Fans can buy a subscription to hear live coverage of the exhibition season at royals.com. To sign up, click on Multimedia and then go to Gameday Audio. The multimedia feature costs $14.95, and the package includes broadcasts of the team's 162 regular-season games, plus the Major League Baseball postseason games.
Steve Stewart will provide play-by-play of the Cactus League games not carried on the Royals Radio Network. During the Web cast, Stewart will be joined by other broadcasters and Royals baseball operations officials. Fans can interact with the booth on the web at firstname.lastname@example.org.
Back in action, maybe: First baseman Ryan Shealy, who returned to camp on Monday after being bedridden with the flu, has ground to make up in his battle to win a spot on the Opening Day roster. Shealy is expected join his teammates on Wednesday for their road trip to Scottsdale, Ariz.
"I've got him on the travel list for tomorrow," Hillman said. "We'll see how he feels today and make a decision."
Odds 'n' ends: Pitcher Brian Bannister kicked off the first Web chat on royals.com on Tuesday. The Web chat will be a monthly feature for the Royals' site, and different players will be called on to share their thoughts with fans. ... The Royals will meet the Rockies just once more this spring. The teams play in Surprise, Ariz., on Friday. ... Right-hander Brett Tomko was the first Royals pitcher to bat this spring. He went hitless in the at-bat. Tomko was lucky enough to have a second at-bat, though he fared no better.

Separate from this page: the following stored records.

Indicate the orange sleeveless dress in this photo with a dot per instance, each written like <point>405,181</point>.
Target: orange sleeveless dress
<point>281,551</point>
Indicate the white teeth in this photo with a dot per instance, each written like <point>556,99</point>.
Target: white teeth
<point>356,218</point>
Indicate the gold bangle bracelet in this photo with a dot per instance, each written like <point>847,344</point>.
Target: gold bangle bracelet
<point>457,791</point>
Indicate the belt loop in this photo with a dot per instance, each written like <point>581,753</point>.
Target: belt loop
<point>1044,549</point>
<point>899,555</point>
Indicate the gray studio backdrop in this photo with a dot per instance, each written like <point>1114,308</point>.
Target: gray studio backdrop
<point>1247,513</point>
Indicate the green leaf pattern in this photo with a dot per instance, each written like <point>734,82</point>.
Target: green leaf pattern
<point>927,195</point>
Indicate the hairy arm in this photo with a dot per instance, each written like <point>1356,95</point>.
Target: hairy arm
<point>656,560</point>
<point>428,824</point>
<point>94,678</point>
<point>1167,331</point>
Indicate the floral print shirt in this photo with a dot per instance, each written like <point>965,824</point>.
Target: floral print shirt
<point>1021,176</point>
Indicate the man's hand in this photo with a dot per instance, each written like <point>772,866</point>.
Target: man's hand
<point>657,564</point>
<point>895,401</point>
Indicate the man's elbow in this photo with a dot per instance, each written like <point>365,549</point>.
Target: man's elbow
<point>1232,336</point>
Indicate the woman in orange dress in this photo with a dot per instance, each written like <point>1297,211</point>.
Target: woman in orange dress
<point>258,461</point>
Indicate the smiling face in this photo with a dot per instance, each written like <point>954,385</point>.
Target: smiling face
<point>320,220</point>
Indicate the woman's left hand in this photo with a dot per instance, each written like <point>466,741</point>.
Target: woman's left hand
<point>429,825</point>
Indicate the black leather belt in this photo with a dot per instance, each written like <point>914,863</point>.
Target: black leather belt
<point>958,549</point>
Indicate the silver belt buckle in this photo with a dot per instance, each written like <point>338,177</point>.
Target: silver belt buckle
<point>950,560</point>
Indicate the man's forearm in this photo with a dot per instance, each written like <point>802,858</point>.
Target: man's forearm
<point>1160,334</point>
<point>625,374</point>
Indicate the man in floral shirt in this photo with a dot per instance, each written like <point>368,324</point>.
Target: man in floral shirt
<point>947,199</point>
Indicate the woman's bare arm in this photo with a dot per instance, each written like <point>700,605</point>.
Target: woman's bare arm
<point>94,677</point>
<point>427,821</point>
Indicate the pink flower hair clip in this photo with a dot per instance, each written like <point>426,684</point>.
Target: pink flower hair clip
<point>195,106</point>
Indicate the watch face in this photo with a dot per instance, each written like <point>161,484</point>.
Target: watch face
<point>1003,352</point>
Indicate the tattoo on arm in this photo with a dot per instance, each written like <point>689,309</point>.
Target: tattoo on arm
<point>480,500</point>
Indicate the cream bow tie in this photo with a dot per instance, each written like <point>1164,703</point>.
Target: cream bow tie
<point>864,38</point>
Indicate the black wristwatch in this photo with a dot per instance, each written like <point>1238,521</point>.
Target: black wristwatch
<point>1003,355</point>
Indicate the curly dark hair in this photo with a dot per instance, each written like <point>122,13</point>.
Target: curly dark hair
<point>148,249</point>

Quotable: "I don't think there's been a whole lot of games in my whole career that I haven't been nervous." -- Tomko, after his first Cactus League start
Up next: The Royals travel to Scottsdale Stadium to take on the Giants. Right-hander Gil Meche will start for the Royals, and Meche will face Barry Zito. Hideo Nomo, Jimmy Gobble and Chin-hui Tsao are also expected to take the mound for the Royals.